TRIENZA. ID 5536833. Flag.GBR. Grt. 6378. SP12k. Built by Lithgows.Port Glasgow. 1938. renamed 1964 LEE AUN. scrapped Singapore.1967.
Cheers.


----------



## Oz. (Sep 6, 2005)

Dont forget the Triellis ! I remember the ships very well, but sorry, I have no info on them.


----------



## floydpat (Jul 20, 2013)

Hi, I travelled on Triadic, Triona, Triaster and Trienza but not Triellis.
I was a boarding schools tudent . My parents were living at Nauru and Ocean Island (now reverted to its own name - Banaba) from 1950 to 1970.

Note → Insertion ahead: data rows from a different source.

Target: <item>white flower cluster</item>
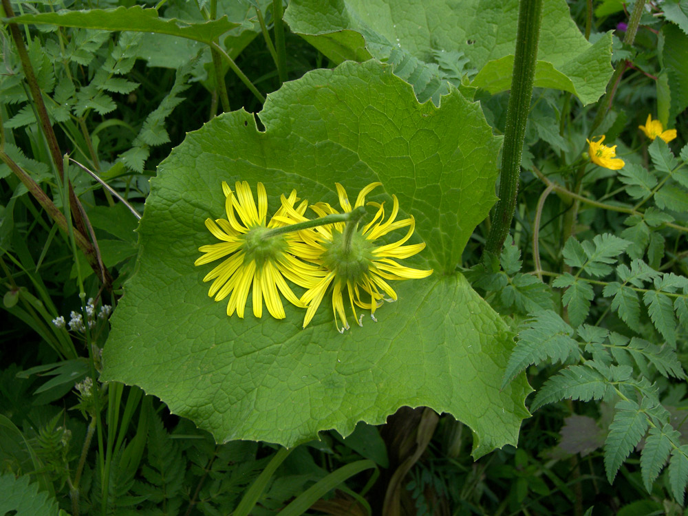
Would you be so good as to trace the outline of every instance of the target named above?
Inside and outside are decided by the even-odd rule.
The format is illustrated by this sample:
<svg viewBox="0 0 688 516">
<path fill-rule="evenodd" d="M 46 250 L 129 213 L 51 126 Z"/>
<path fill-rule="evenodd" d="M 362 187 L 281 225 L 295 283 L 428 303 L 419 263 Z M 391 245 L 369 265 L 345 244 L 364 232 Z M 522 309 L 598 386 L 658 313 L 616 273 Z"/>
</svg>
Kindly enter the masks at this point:
<svg viewBox="0 0 688 516">
<path fill-rule="evenodd" d="M 100 311 L 96 314 L 96 305 L 92 297 L 89 298 L 86 303 L 86 321 L 89 328 L 92 328 L 98 322 L 98 319 L 106 319 L 112 312 L 112 307 L 109 305 L 103 305 L 100 307 Z M 52 320 L 52 323 L 58 328 L 65 327 L 65 324 L 68 325 L 69 330 L 72 332 L 83 332 L 86 331 L 86 326 L 84 325 L 83 316 L 74 310 L 69 314 L 69 322 L 65 323 L 63 316 L 56 317 Z"/>
<path fill-rule="evenodd" d="M 93 380 L 90 376 L 87 376 L 83 381 L 74 385 L 76 390 L 81 394 L 82 398 L 87 398 L 91 396 L 91 391 L 93 389 Z"/>
</svg>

The original Triadic, Triona and Triaster were sunk by a German raider in WW2 - see http://en.wikipedia.org/wiki/German_attacks_on_Nauru
The replacement Triadic and Triona were in use by 1950, the replacement Triaster was commissioned in 1956 (I think) and then a new ship, Triellis, followed some years later


----------



## trotterdotpom (Apr 29, 2005)

Welcome to SN, Flydpat. There are a few folk on the site who sailed with Nauru Pacific and British Phosphate Commissioners. Lots of posts about Nauru that you might be interested in.

John T


----------



## Bwanajan (9 mo ago)

My father was purser on the Triadic in the 1960s. I travelled to Christmas Island on this vessel in 1959. I believe she was sent to Hong Kong for scrapping, but when I do not know.


----------